Saturday, April 27, 2013

Office/Bed Room

In an earlier post about Sonia's loft, I wrote about the psychological damage that can be wrought by making your child sleep in something other than a bedroom and, what that might do to her self esteem. I'm sure that in many situations these may be seriously legitimate concerns but, to be honest, I was just having some tongue in cheek fun. I am reminded of a man I knew. His quandary was about; weather or not to circumcise his new born son. On one hand, he felt that at it's core, circumcision was a barbaric primitive ritual of mutilation designed more to be a mark or a branding to identify and differentiate their tribes of peeps and, in so doing, hopefully remain unadulterated by those who chose to believe something different. How well has that worked? He further went on to scoff over the health benefits of circumcision as it was a practice begun more than 5,000 years before any true, evidential science or real medical knowledge existed on this planet. On the other hand, he earnestly worried about the possibilities of his son being irreparably screwed up by identity crisis issues as he grew older...Why doesn't my penis look like dad's. It must be an impossible thing to explain to a two year old and how will it manifest it's self when puberty rears its throbbing head? Though the comparative of primitive male genital alteration(think sharp stones or, sea shells when they began doing this) and making your kid sleep in the kitchen may seem on the opposite end of the parenting spectrum, there are clear parallels. As for those concerns, I had none as in building Sonia's loft, I had created for her a baby bear version of the papa bear configuration. She was delighted.
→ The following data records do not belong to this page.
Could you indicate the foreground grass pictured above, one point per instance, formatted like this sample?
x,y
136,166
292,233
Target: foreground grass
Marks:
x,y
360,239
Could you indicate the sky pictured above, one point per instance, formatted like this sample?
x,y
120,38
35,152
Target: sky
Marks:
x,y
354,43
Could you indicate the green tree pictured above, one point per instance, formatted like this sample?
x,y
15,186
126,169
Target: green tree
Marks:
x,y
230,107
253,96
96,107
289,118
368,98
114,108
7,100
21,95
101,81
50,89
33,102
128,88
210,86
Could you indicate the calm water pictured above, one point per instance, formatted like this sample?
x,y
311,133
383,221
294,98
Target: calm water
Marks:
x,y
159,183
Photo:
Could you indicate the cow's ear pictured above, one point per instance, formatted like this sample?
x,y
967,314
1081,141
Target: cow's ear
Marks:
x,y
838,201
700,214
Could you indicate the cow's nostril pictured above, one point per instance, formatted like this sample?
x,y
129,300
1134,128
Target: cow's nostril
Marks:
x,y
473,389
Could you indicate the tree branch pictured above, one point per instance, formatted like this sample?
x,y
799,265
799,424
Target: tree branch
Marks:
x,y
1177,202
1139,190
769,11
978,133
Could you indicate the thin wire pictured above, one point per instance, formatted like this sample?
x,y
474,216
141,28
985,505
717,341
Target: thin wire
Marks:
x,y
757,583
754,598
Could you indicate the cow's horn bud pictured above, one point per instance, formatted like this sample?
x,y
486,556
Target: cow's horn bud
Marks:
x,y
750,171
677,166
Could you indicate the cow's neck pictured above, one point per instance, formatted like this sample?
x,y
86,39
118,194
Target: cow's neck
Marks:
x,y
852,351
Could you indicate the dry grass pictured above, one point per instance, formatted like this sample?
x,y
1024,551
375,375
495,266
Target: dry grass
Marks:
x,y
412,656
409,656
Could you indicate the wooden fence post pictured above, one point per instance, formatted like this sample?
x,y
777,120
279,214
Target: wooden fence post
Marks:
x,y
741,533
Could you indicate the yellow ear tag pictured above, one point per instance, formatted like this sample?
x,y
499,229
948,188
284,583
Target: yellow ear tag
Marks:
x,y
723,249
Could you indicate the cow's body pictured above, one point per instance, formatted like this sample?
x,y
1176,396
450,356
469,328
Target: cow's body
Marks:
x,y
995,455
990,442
Among the many reasons I have for loving my apartment, it's consistent saving grace has been its ceiling height. Though the apartments plan is just 400 square feet, by it's ceiling height it has a 600 square foot apartment's equivalent of cubic foot volume. Fully realizing its value, I've tried tried to exploit it where ever I could. As a result, objects and art work rise to almost every wall's tallest dimension.
When I first took the apartment the loft existed as an opened platform that was strangely an inch and a half shy of being wide enough for a queen size mattress. Fixing that issue of width was as easy as an extra 2"x4" upon which I screwed a length of 2' plywood shelving so as to create the blind. The blind not only serves to prevent me from rolling out of  bed to the certain probabilities of being killed or crippled, it also gave me a perfect wall to hang the Ichthyosaur fossil. Some might feel that the visual pun of sleeping with the fishes, a la Luca Brasi may be a bit on the ominous side of macabre but, to sleep like the dead is only meant to describe a deep and undisturbed slumber. And, perhaps one needs to remember, the Ichthyosaur isn't really a fish.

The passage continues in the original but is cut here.